Lack of Crosswalk at Amtrak Station Raises Concerns
KREX News Room
GRAND JUNCTION, Colo.- Nearly 30,000 people a year take the Amtrak train as it goes through Grand Junction, but some of those who are visiting may have trouble finding their way out of the station.
"Downtown Grand Junction has so much to offer, and travelers who come by Amtrak get off here and really have very limited access to downtown," said Paul Brown, former chairman of the Save the Depot committee.
A stone wall lines the station's parking lot, with only one opening that leads straight into traffic going roughly 35 mph around a blind turn.
The nearest crosswalk options would take travelers at least two blocks in each direction, one at Fourth Street and Pitkin Avenue and one at Main Street and 1st Street (I-70B); some travelers take the challenge and dodge vehicles to get a more direct route toward the hotels downtown.

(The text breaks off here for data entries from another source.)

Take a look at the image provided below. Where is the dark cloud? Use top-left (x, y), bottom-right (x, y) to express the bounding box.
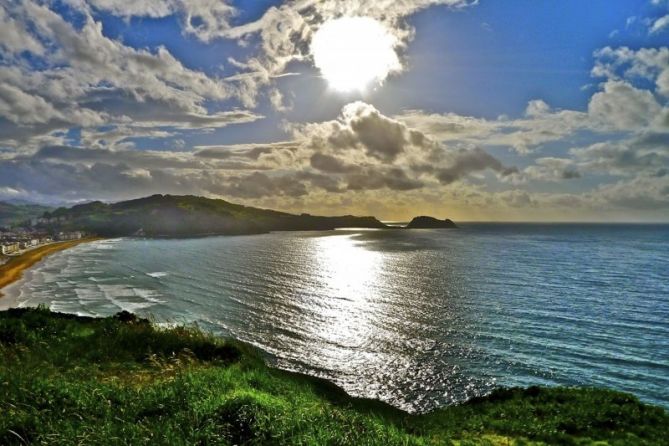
top-left (436, 148), bottom-right (517, 185)
top-left (346, 168), bottom-right (423, 191)
top-left (211, 171), bottom-right (308, 199)
top-left (310, 153), bottom-right (358, 173)
top-left (348, 105), bottom-right (409, 161)
top-left (561, 170), bottom-right (581, 179)
top-left (295, 102), bottom-right (436, 164)
top-left (294, 171), bottom-right (342, 193)
top-left (195, 146), bottom-right (272, 160)
top-left (572, 133), bottom-right (669, 177)
top-left (194, 142), bottom-right (297, 160)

Grand Junction City Council member Bennett Boeschenstein has been fighting for a crosswalk outside of the Amtrak station for the last five years. He says it's not just inconvenient for travelers, it's plain dangerous.
"We've had people from the hotels and Main Street really complain about the fact that we don't have a crosswalk here; we've had people that have almost been killed trying to cross here ... we need to do it," Boeschenstein said.
He and other supporters of the crosswalk have been left wondering what has taken so long to make the change.
Since the road is an extension of I-70B, a state highway, city officials have to work with the Colorado Department of Transportation.
"[CDOT is] trying to move traffic safely and effectively, and when you integrate pedestrians with that, you have to be careful on how that's done," said Tim Moore, deputy city manager.
Planners say combining a crosswalk with parts of a highway is very complex.
"It's higher speeds; they can't really see the pedestrian. Pedestrians don't really have as much sight distance as they need for safety, so to simply just install a crosswalk isn't a very good option," said Moore.
He said a crosswalk with flashing lights that is built in conjunction with other traffic signals may be the best choice, although that can cost up to $100,000.
"As far as the downtown business goes and the city of Grand Junction, I think it will pay for itself many times over," said Brown.
Moore also told NewsChannel 5 that CDOT is currently working on a larger project that includes the area where the Amtrak station is; they hope as designs are made in the next few months that a crosswalk is included.